Come un uovo, Michela rinasceva ogni giorno da un travaglio lungo e difficile ed era l’unica forma vivente della Giolla Unita a farlo, esercizio di un’arte dimenticata.

La penultima città, Piero Calò, Las Vegas. Stravagante. Singolare. Unico. Ricco di riferimenti eppure originale. Senza termini di paragone che possano essere completi e pienamente calzanti. Visionario, profetico e fotografico, scritto in un linguaggio sorprendente, che distrugge e rielabora ogni convenzione, lirico e fantascientifico. Dolente. Tragico. Speranzoso. Ironico, tagliente come una lama affilata. Multiforme come l’ingegno di Odisseo. Classico, nel senso più ampio ed elevato del termine.

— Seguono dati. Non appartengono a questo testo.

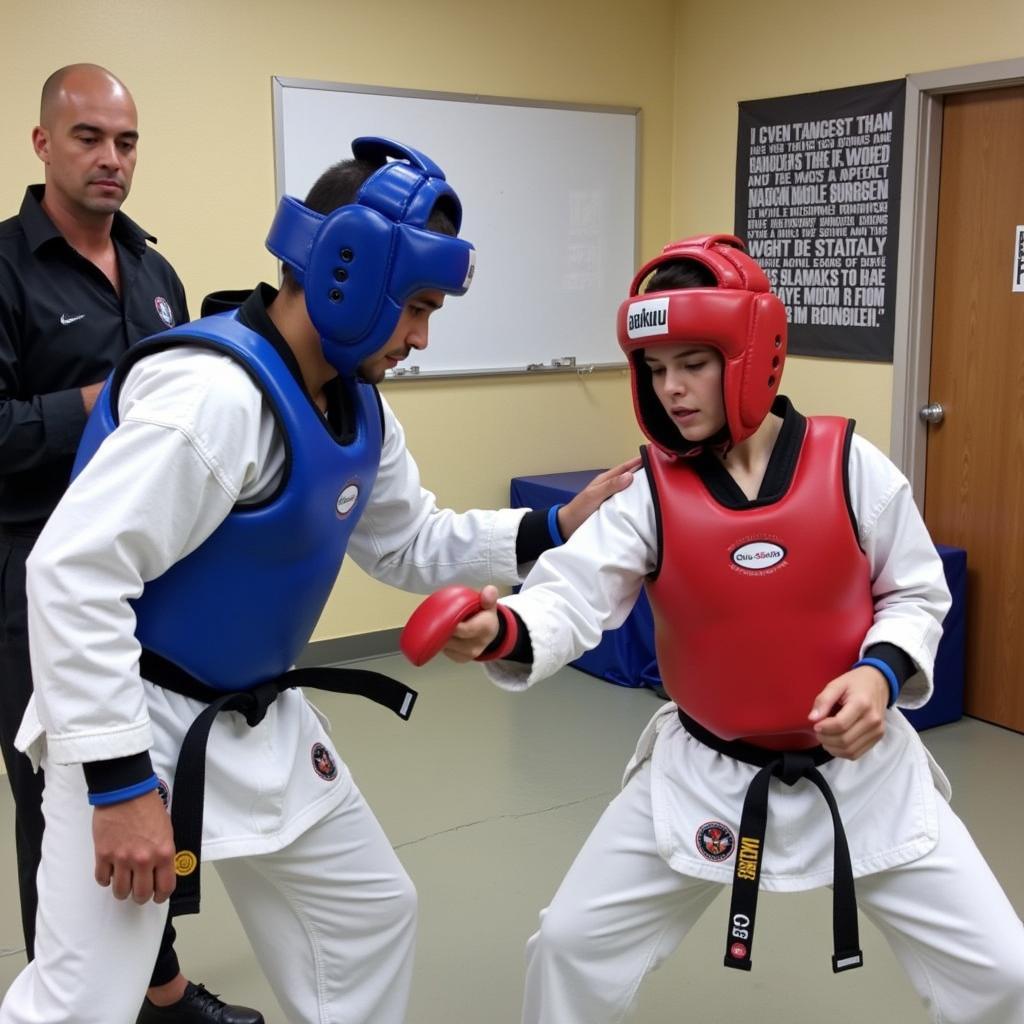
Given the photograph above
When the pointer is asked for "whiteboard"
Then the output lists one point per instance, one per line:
(549, 198)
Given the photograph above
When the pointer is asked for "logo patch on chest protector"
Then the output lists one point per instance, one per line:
(347, 499)
(715, 841)
(756, 556)
(323, 763)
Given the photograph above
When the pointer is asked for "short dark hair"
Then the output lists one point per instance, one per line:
(339, 185)
(681, 273)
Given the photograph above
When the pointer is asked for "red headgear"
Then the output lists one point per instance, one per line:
(739, 317)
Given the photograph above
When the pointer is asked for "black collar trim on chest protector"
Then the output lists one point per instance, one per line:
(341, 414)
(778, 475)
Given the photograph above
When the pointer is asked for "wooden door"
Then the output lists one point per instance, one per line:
(974, 494)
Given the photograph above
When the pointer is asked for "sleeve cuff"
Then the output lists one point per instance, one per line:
(119, 779)
(893, 663)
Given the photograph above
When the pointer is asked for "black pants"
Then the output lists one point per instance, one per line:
(27, 785)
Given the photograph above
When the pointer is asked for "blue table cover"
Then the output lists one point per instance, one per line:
(626, 655)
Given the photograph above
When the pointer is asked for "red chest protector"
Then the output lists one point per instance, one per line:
(757, 608)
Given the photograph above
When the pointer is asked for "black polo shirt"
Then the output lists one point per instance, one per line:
(62, 327)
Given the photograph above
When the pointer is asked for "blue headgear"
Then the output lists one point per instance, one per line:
(359, 264)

Distopico. Realista e surreale. Iniziatico. Difficile ma non incomprensibile. Allegorico. È una realtà altra, degenere e degenerata ma non troppo lontana dall’attuale, per certi versi, quella in cui si muovono i personaggi, tra reminiscenze orwelliane, maxischermi, sarcasmo, comicità, paradossi, pericoli incombenti, manifesti e subdoli, utopie e oppressioni, un mondo finito eppure ancora nemmeno cominciato. Non c’è più il denaro, ma un baratto che idolatra l’oro, e nuove strutture di potere. In questo gli uomini, ognuno di loro, cercano il senso. Della vita e delle cose. Un viaggio sensazionale, pagina dopo pagina.